What is SIP and how does it work?

SIP (Systematic Investment Plan) is a method of investing a fixed amount in a mutual fund at regular intervals — typically monthly. When you start a SIP of ₹5,000/month in an equity mutual fund, that amount is auto-debited from your bank on a fixed date each month, and units of the mutual fund are allotted at the prevailing NAV (Net Asset Value). Over time, you accumulate units at different prices — buying more units when markets are low and fewer when markets are high. This is called Rupee Cost Averaging, and it removes the need to time the market.

How much should I invest in SIP per month?
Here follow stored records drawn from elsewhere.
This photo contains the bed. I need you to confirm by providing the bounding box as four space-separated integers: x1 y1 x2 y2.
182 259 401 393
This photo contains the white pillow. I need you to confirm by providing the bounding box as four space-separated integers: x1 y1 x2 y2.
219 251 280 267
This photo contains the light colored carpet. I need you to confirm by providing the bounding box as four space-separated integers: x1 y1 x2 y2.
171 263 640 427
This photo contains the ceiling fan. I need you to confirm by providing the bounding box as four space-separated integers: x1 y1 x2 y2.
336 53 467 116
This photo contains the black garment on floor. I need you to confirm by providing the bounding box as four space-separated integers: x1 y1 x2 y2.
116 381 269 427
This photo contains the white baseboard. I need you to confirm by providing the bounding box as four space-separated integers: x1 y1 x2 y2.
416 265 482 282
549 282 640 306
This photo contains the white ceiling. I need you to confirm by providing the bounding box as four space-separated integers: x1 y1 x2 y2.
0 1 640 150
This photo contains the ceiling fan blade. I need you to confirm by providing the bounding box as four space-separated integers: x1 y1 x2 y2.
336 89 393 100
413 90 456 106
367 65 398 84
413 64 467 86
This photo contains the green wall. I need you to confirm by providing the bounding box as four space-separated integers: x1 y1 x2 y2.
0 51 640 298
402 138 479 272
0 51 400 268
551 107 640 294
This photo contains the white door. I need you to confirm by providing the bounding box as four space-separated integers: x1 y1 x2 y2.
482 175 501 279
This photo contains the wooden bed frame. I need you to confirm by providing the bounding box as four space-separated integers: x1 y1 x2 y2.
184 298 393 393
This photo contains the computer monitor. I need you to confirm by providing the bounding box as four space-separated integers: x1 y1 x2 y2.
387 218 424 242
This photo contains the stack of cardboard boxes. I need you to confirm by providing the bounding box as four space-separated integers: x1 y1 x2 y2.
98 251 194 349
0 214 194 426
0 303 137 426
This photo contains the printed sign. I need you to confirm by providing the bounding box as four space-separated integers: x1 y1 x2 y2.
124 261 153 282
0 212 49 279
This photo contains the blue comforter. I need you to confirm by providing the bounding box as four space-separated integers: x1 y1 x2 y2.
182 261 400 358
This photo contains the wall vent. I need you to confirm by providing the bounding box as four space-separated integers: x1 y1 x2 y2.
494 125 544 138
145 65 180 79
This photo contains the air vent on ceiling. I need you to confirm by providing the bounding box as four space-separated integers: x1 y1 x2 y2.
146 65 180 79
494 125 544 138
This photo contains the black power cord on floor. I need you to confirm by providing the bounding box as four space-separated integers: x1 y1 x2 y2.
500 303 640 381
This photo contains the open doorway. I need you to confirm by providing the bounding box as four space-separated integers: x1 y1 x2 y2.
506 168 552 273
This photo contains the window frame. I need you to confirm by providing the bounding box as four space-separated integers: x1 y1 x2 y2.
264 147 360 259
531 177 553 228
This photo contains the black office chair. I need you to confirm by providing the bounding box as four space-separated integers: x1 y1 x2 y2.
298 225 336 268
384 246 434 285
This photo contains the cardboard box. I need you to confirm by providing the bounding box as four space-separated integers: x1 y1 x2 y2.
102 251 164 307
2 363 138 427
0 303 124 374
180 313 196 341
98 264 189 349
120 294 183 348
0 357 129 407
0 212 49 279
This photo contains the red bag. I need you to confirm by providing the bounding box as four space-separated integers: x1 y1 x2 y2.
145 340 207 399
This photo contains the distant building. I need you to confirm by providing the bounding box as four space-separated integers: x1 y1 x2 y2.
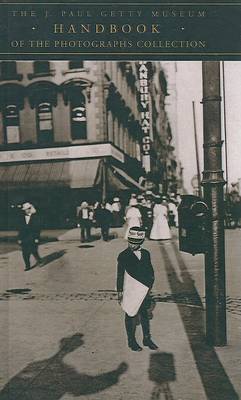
0 61 180 226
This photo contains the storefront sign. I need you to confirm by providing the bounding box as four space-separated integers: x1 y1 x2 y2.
139 61 151 172
0 143 124 163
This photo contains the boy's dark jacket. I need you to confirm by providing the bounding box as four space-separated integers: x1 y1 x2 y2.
116 248 154 292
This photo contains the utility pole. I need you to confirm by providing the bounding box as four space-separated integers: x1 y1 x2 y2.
202 61 227 346
192 101 202 197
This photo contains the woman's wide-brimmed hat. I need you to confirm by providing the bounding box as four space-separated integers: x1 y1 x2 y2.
22 202 33 211
128 226 145 244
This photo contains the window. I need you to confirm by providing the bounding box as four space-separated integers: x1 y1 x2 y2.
0 61 17 79
70 92 87 140
37 103 54 144
69 61 84 69
3 104 20 144
33 61 50 74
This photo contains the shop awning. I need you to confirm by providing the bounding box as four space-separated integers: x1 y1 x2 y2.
0 159 100 189
0 158 144 191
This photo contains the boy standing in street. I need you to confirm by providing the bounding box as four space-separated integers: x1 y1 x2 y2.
116 227 158 351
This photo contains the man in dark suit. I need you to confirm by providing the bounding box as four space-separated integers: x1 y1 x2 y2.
116 227 158 351
18 203 41 271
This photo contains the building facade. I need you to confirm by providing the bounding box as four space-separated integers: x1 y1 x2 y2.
0 61 179 226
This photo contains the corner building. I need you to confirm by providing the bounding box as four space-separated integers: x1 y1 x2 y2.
0 61 177 227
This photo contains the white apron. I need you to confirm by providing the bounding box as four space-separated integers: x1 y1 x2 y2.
121 271 149 317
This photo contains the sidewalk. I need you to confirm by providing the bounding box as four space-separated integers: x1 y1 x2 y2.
0 229 241 400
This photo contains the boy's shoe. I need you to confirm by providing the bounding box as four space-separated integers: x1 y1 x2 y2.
143 338 158 350
128 340 142 351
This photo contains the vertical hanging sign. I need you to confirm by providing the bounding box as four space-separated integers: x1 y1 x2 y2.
139 61 151 172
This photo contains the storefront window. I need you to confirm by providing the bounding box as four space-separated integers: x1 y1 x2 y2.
3 104 20 144
0 61 17 79
69 61 84 69
37 103 54 143
70 93 87 140
33 61 50 74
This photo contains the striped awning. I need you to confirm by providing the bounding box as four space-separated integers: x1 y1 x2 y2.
0 159 100 190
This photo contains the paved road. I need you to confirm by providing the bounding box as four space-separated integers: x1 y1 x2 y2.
0 230 241 400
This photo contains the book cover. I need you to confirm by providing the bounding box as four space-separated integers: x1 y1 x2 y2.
0 0 241 400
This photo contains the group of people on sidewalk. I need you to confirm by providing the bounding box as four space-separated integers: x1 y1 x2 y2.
77 194 180 242
125 195 178 240
14 200 168 351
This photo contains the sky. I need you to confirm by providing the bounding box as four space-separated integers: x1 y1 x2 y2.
167 61 241 193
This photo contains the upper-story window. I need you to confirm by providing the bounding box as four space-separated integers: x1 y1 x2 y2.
3 104 20 144
0 61 22 80
69 61 84 69
70 93 87 140
36 102 54 144
33 61 50 74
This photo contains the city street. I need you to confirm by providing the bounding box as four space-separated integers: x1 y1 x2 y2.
0 228 241 400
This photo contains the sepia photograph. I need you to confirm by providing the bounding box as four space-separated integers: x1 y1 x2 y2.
0 57 241 400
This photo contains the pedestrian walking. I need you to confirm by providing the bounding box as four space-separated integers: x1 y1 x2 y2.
18 202 41 271
141 199 153 238
95 203 112 242
150 196 171 240
112 197 123 228
125 198 141 240
116 227 158 351
168 196 178 228
77 201 91 243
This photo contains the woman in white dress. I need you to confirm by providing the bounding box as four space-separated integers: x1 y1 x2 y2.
150 199 171 240
125 198 141 240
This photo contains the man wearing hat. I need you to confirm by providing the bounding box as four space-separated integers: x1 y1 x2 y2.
18 203 41 271
116 226 158 351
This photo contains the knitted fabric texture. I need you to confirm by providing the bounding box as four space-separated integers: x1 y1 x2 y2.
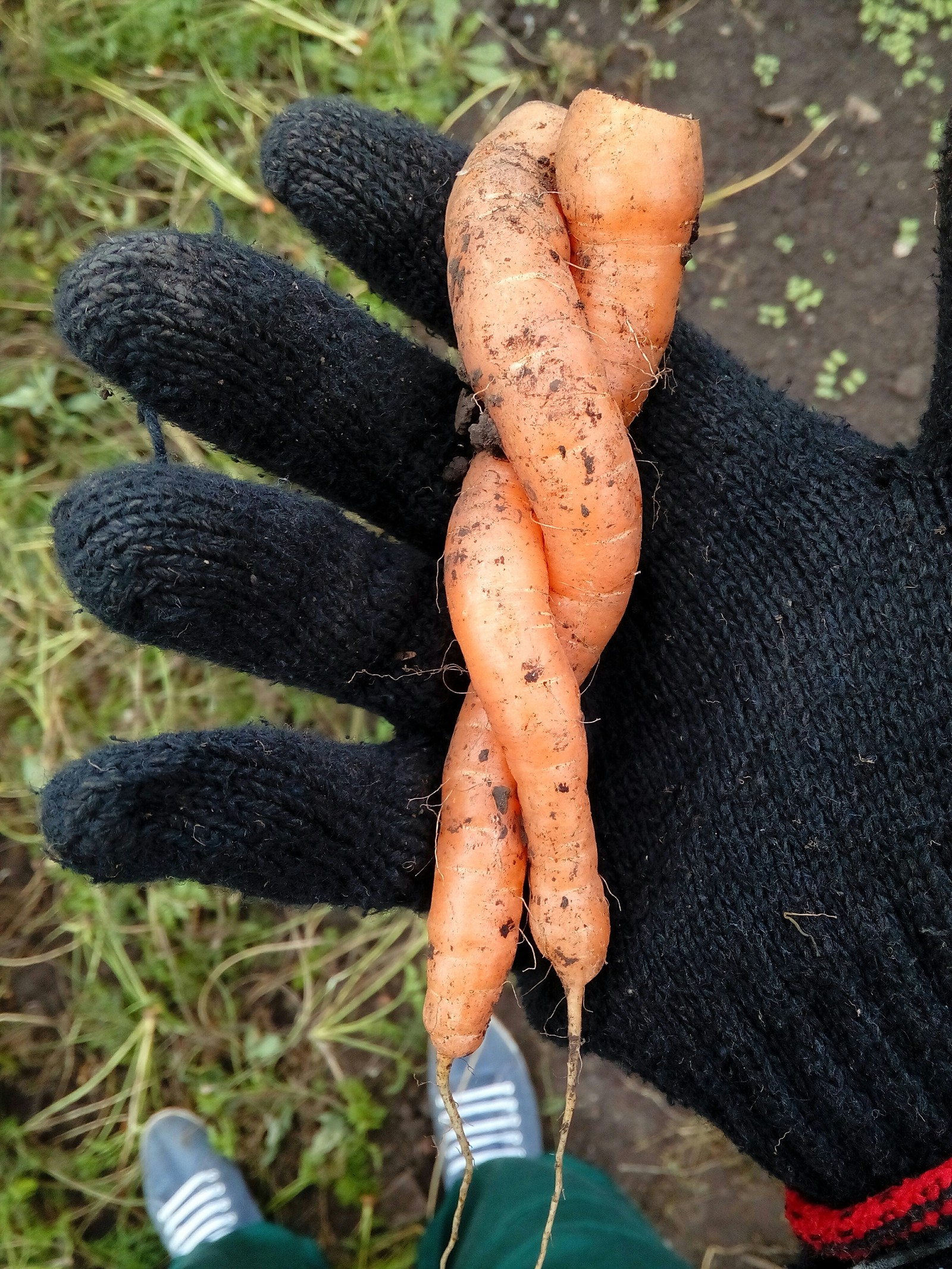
787 1158 952 1260
43 103 952 1208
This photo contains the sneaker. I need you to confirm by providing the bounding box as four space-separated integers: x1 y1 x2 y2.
139 1109 263 1257
428 1018 542 1189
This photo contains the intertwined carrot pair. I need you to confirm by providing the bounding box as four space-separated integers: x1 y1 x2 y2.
424 92 703 1264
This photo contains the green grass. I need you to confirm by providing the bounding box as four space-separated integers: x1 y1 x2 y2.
0 0 533 1269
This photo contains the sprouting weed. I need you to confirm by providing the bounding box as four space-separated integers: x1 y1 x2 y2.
756 305 787 330
784 277 822 314
858 0 952 76
750 54 781 87
813 347 868 401
892 216 919 260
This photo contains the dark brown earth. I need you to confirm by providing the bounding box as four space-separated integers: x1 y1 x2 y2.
457 0 952 444
439 0 952 1269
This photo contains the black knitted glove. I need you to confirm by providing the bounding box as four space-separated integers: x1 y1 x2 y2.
43 99 952 1257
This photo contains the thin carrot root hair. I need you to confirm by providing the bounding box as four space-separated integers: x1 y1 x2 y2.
533 987 585 1269
437 1051 477 1269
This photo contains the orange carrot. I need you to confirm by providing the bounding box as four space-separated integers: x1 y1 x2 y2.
446 102 641 680
444 453 608 990
422 690 525 1060
555 89 704 421
428 93 702 1267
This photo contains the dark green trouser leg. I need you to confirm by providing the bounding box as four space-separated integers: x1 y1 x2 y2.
169 1221 327 1269
416 1155 688 1269
171 1155 687 1269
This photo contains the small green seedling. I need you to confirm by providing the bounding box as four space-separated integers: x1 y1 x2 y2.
751 54 781 87
784 277 822 314
756 305 787 330
813 347 868 401
892 216 919 260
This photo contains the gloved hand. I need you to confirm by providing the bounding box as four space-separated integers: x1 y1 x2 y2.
43 98 952 1257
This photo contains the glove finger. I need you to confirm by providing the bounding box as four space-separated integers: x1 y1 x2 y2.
52 463 465 737
40 727 440 911
261 96 467 344
55 230 466 553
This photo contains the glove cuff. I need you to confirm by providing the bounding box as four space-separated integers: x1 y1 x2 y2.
787 1158 952 1261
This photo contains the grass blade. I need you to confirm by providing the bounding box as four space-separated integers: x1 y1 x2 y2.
248 0 371 57
70 71 274 212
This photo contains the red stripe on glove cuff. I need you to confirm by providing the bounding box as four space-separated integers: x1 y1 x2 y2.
787 1158 952 1260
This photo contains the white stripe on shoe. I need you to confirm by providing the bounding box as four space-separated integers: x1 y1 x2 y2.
155 1167 221 1224
437 1080 527 1184
173 1212 237 1257
162 1173 225 1234
155 1167 237 1257
166 1198 237 1257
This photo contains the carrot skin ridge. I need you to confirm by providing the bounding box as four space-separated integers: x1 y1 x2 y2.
422 690 525 1058
444 453 608 989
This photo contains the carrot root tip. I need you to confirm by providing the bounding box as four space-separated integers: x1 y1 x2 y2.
533 987 585 1269
437 1055 474 1269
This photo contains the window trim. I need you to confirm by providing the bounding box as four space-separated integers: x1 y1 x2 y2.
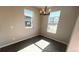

A practical starting point: invest 20–25% of your take-home salary in SIP. If your take-home is ₹60,000/month, start with ₹12,000–15,000/month. More specifically, calculate your goals first — use SIP Calculator to work backwards from your target corpus. For retirement: ₹20,000/month at 12% CAGR from age 25 builds ₹3.5 Crore by 60. For a house down payment of ₹20L in 5 years: you need approximately ₹24,500/month. Always start with what you can afford and increase 10–15% annually via Step-Up SIP.

What is step-up SIP and why should I use it?

Step-Up SIP (also called Top-Up SIP) automatically increases your monthly SIP amount by a fixed percentage each year. Example: ₹10,000/month with 10% annual step-up means Year 2 SIP is ₹11,000, Year 3 is ₹12,100, and so on. Why it matters: a 10% step-up SIP of ₹10,000 starting at age 30 builds ₹3.8 Crore by 60 vs ₹3.5 Crore without step-up — with only slightly more investment. Step-up aligns with your salary growth so you never feel the pinch of increasing SIP.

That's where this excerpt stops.